Duke Street’s Troup is BVCA chair
Charlie Troup, managing partner at London-headquartered deal-by-deal buyout shop Duke Street, has been named chair of the UK’s private equity lobbying body for 2022-23. Troup takes over at the British Private Equity & Venture Capital Association from IQ Capital’s Kerry Baldwin, who finished up in the role at the end of last month. Troup’s goals over the next 12 months include continuing to help the industry focus on ESG issues, increasing DC pension scheme participation in PE, and looking at how the industry can help to support Ukraine.

Essentials

So you want to get hired by a PE firm? Burn that midnight oil
Blackstone, Hellman & Friedman, TPG, Carlyle and Silver Lake are said to have started interviewing in the wee hours, and in some cases, overnight, according to social media account Litquidity cited in an eFinancial Careers article. Overnight interviewing (1am to 8am) appears to be a thing – the only available timeslot for junior bankers wanted by PE firms. “Not only are the junior bankers involved expected to do without sleep, but they’re doing this while still having a demanding job and representing clients,” Anthony Keizner, a headhunter at Odyssey Search Partners, said in the story. What’s more, none of the firms want to lose out, resulting in “quick and aggressive offers”.

Hong Kong’s SPAC dreams
Tighter rules on special purpose acquisition companies (SPACs) in the US could prove a boon for Hong Kong. The city state, well positioned with access to Chinese capital, seeks to establish itself as a base for China and Asia-focused blank cheque companies.

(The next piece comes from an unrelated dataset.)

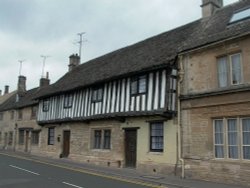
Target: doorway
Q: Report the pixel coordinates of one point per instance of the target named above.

It saw its first SPAC listing last month – with China Merchants Bank-backed Aquila Acquisition raising some $128 million in its IPO – with at least 40 more in the pipeline, Bloomberg reported (subscription required). Hong Kong implemented new SPAC rules in December to allow more flexibility for SPAC promoters in areas such as proceeds and earn-out rights, in a bid to position itself as a new fundraising venue.

The US Securities and Exchange Commission proposed on 30 March new rules against SPACs to help “ensure that investors in these vehicles get protections similar to those when investing in traditional initial public offerings”, SEC Chair Gary Gensler said in a statement. Changes include heightened disclosure on sponsors, conflicts of interest and dilution; paring back safe harbour provisions for misleading projections; tougher rules for marketing purposes; and less time to find a deal.


Today’s letter was prepared by Alex Lynn with Adam Le, Carmela Mendoza

– This report was updated to show the FlexShares ETF listed over the past few months, including in Frankfurt.